There are many stories behind Kasey Chambers’ cover of Eminem’s “Lose Yourself” … but you can look all that up if you are so inclined. Which I imagine you might be after you watch the above clip. Australia’s mega-star Kasey Chambers’ cover of Eminem’s “Lose Yourself”. Eminem’s “Lose Yourself” is one of his greatest accomplishments and it call it a “hit” doesn’t even begin to describe where that song has gone, how far it has traveled. The song came out in 2002. 20 years ago. That’s wild. Now it’s hard to imagine the world without it. Like, it’s here now. A high watermark of hip hop (or one of them), maybe the most well-known hip hop song of all time. Teenagers in Bangladesh know it by heart. Kids who weren’t even alive when it came out. (Just out of curiosity, I went back to the very beginning of my blog – I started in October, 2022. 8 Mile premiered on November 8. So I spent a lot of incoherent time ranting about Eminem – in the leadup to 8 Mile and the aftermath. This was before I had a real audience, so I was ranting to myself. The funny thing is I’m STILL – to this day – ranting about Eminem … I mean, it’s endless … including seeing him in concert and then … this lockdown-monster (writing that helped me get through the very difficult summer of 2020) and I started OUT with him. I am nothing if not consistent! It’s annoyed some people. Why are you posting so much about that nasty mean misogynistic man? Because I want to? I know. It’s difficult to grasp.) The song speaks the struggles and pain, the unfairness of financial inequality, financial instability, the cycle of poverty, the fear of not being able to take care of your family, the desperate unrealistic dreams, and etc., so many people understand all of these things. Eminem talks about very specific things but ultimately the song is universal. It’s a hell of a motivational song, and Eminem can be a petty brat (I love petty Eminem), but he can also hold out his hand to his audience and say, “If I did it, you can too. But you gotta WANT it. So WANT IT.”

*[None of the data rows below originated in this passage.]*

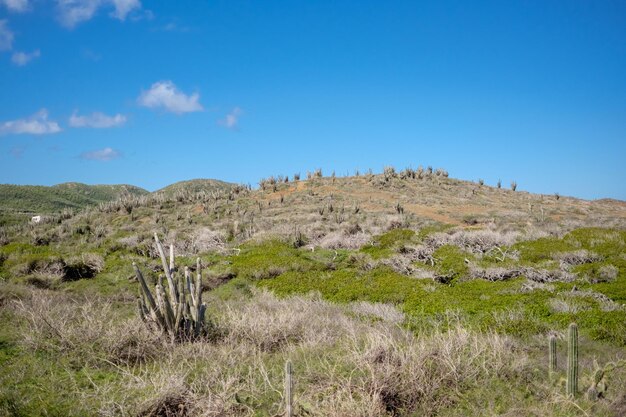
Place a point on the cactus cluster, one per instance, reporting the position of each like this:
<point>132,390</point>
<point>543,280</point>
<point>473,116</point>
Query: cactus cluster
<point>288,389</point>
<point>552,355</point>
<point>177,311</point>
<point>572,360</point>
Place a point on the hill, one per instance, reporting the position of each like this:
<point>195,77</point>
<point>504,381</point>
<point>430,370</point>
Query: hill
<point>196,186</point>
<point>397,294</point>
<point>20,201</point>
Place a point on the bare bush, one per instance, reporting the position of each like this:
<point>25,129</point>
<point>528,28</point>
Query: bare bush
<point>270,324</point>
<point>206,240</point>
<point>384,312</point>
<point>83,328</point>
<point>344,240</point>
<point>579,257</point>
<point>475,241</point>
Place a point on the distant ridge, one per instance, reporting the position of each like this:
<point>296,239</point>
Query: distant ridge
<point>18,201</point>
<point>196,185</point>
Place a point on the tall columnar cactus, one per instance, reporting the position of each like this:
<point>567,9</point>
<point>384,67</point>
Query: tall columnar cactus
<point>288,388</point>
<point>179,310</point>
<point>552,355</point>
<point>572,360</point>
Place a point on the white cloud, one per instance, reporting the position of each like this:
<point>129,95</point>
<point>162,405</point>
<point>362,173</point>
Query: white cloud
<point>6,36</point>
<point>18,6</point>
<point>106,154</point>
<point>124,7</point>
<point>231,120</point>
<point>23,58</point>
<point>73,12</point>
<point>36,124</point>
<point>164,94</point>
<point>97,120</point>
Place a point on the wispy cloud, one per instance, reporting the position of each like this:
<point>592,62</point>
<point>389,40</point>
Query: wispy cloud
<point>124,7</point>
<point>73,12</point>
<point>18,6</point>
<point>6,36</point>
<point>164,94</point>
<point>106,154</point>
<point>37,124</point>
<point>23,58</point>
<point>231,121</point>
<point>91,55</point>
<point>97,120</point>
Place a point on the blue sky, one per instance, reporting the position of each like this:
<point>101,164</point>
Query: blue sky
<point>154,92</point>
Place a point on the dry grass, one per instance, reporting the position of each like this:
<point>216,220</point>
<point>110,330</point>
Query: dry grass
<point>351,360</point>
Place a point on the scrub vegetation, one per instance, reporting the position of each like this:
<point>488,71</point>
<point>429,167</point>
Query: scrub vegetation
<point>405,293</point>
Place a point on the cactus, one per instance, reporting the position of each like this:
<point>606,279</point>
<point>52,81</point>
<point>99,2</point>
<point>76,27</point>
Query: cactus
<point>179,311</point>
<point>552,355</point>
<point>288,389</point>
<point>572,360</point>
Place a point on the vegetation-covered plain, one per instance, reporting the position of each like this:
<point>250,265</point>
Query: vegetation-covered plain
<point>400,294</point>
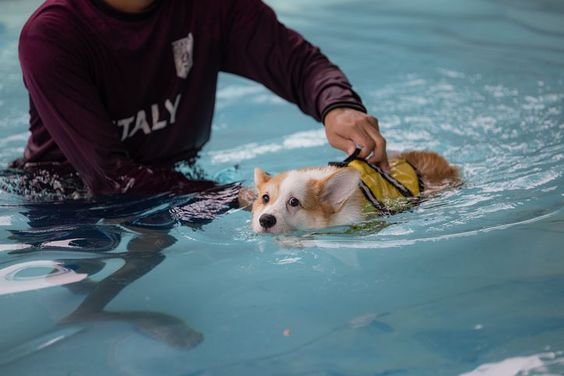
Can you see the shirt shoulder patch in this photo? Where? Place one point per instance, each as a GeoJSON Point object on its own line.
{"type": "Point", "coordinates": [183, 51]}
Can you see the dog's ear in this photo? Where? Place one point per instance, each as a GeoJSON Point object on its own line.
{"type": "Point", "coordinates": [339, 186]}
{"type": "Point", "coordinates": [261, 177]}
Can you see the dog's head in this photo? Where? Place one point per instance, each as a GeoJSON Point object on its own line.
{"type": "Point", "coordinates": [305, 199]}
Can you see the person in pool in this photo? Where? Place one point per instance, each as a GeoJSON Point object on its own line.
{"type": "Point", "coordinates": [121, 90]}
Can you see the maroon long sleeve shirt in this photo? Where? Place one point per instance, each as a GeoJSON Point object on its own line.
{"type": "Point", "coordinates": [121, 97]}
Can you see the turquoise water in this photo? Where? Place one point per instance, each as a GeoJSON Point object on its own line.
{"type": "Point", "coordinates": [471, 282]}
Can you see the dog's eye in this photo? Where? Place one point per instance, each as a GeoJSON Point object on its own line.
{"type": "Point", "coordinates": [294, 202]}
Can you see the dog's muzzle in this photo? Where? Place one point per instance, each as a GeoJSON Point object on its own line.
{"type": "Point", "coordinates": [267, 221]}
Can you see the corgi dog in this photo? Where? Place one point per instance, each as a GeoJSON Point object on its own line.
{"type": "Point", "coordinates": [346, 193]}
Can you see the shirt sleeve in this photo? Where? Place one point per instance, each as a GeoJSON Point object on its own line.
{"type": "Point", "coordinates": [58, 77]}
{"type": "Point", "coordinates": [259, 47]}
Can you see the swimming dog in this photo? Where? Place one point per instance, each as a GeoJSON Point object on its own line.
{"type": "Point", "coordinates": [346, 192]}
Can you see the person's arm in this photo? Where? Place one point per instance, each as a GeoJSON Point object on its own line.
{"type": "Point", "coordinates": [59, 80]}
{"type": "Point", "coordinates": [259, 47]}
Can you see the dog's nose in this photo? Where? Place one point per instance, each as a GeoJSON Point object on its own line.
{"type": "Point", "coordinates": [267, 220]}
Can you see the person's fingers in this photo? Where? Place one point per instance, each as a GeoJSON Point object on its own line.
{"type": "Point", "coordinates": [342, 143]}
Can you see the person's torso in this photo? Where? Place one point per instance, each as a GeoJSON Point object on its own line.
{"type": "Point", "coordinates": [156, 73]}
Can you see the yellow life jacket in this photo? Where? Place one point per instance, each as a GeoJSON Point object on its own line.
{"type": "Point", "coordinates": [387, 192]}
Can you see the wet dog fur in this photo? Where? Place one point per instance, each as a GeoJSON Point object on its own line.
{"type": "Point", "coordinates": [319, 197]}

It comes from him, from his soul. Which is why it’s so wild and goosebump-worthy to see someone else take it, re-shape it (but you’ll notice she maintains his rhythm and cadence, punching the same words – albeit in different ways), and totally own it. Like, it’s hers now. The opening part was captivating, I enjoyed the innovation of it but then – at a certain moment – “the mood all changed”, and she drops IN, and my hair was blown back.
A coda: Eminem has clearly heard this – but not only that, he graciously gave Kasey Chambers permission to upload her version to Spotify. That’s really saying something.